Franco – Prussian War 1870/1971 – Der Altkrieger
Born in the revolutionary year of 1848, it must have been an omen for my Great-Grandfather. At the age of 18 he first fought in the victorious Austro-Prussian Seven Week War. The Prussian military leader Otto von Bismarck defeated Austria and was thus able to unite northern Germany.Three years later, Gerhard was present again when more German history was written during the Franco-Prussian war of 1870/1871. Von Bismarck used an international event as an excuse to challenge the French to declare war on Germany. (The immediate cause of the Franco-Prussian War was the candidacy of Prince Leopold of Hohenzollern-Sigmaringen for the Spanish throne, which raised the possibility of a combination of Prussia and Spain against France.) France took the bait and Germany crushed their armies. Von Bismarck was now also able to unite the southern part of Germany. On the 1st of January 1871 Germany as we know it today was finally pronounced. At the Treaty of Versailles the Prussian King Wilhelm I was crowned as the German Empire.

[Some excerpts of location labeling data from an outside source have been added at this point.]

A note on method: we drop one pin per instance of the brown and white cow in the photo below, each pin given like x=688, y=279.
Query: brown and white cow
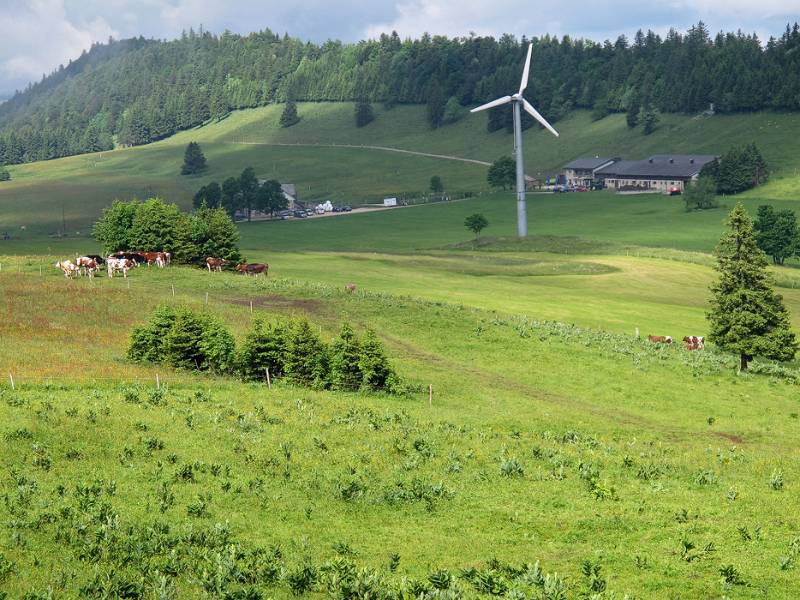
x=694, y=342
x=215, y=264
x=69, y=268
x=119, y=264
x=86, y=265
x=253, y=269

On his return from this war my Great-Great Grandfather moved across the border to Ootmarsum in the Netherlands where he married my Great-Grandmother.
Gerhard apparently often told family and friends about his participation in the Franco-Prussian War as he became known amongst them as Der Altkrieger (The Veteran).
Memorabilia France – Prussian War 1870 – 1871
These three pictures were made in September 2022 and are from a display in Sudeley Castle in the UK. Here Emma Deny (1823-1900) has an enormous collection of information that she collected during her lifetime. During the Siege of Paris, Emma’s cousin Alice and her family were trapped here and her husband brought these items back with him to the UK.
Unfortunately, the Prussian rulers were much better at warfare than at democratic government, the Constitution of 1848 had not delivered the level of involvement in governing demanded by the people. A very conservative policy following the unification in 1871, alienating most people from their politicians.
After the Franco-Prussian war in 1870/1871 two important developments happened:
- Prussia and its northern German territories united with the southern part of Germany. This became the start of Germany as we know it.
- Bolstered by the victory and the unification, Germany now wanted to obtain its own position on the world theatre.
This put Germany right in competition with Britain who was the global superpower of the day. Germany had a great (Prussian) army but didn’t have a strong naval force, rather the opposite of the British situated. ‘Britannia ruled the waves”.
At the beginning of the 20th century this foreign policy lead to the situation that Germany had become internationally isolated. This seemingly unavoidably lead to WWI.
In the following two World Wars we see our own Buddes on both sides of these ugly wars. Because of his resistance activities, my father Herman Petrus (1920 – 1977) ended up in the concentration camp of Vught. And the Buddes in Wietmarschen suffered two terrible war losses, Josef dies on a French battlefield in 1915 during WWI and Johan in Russia during WWII in 1944.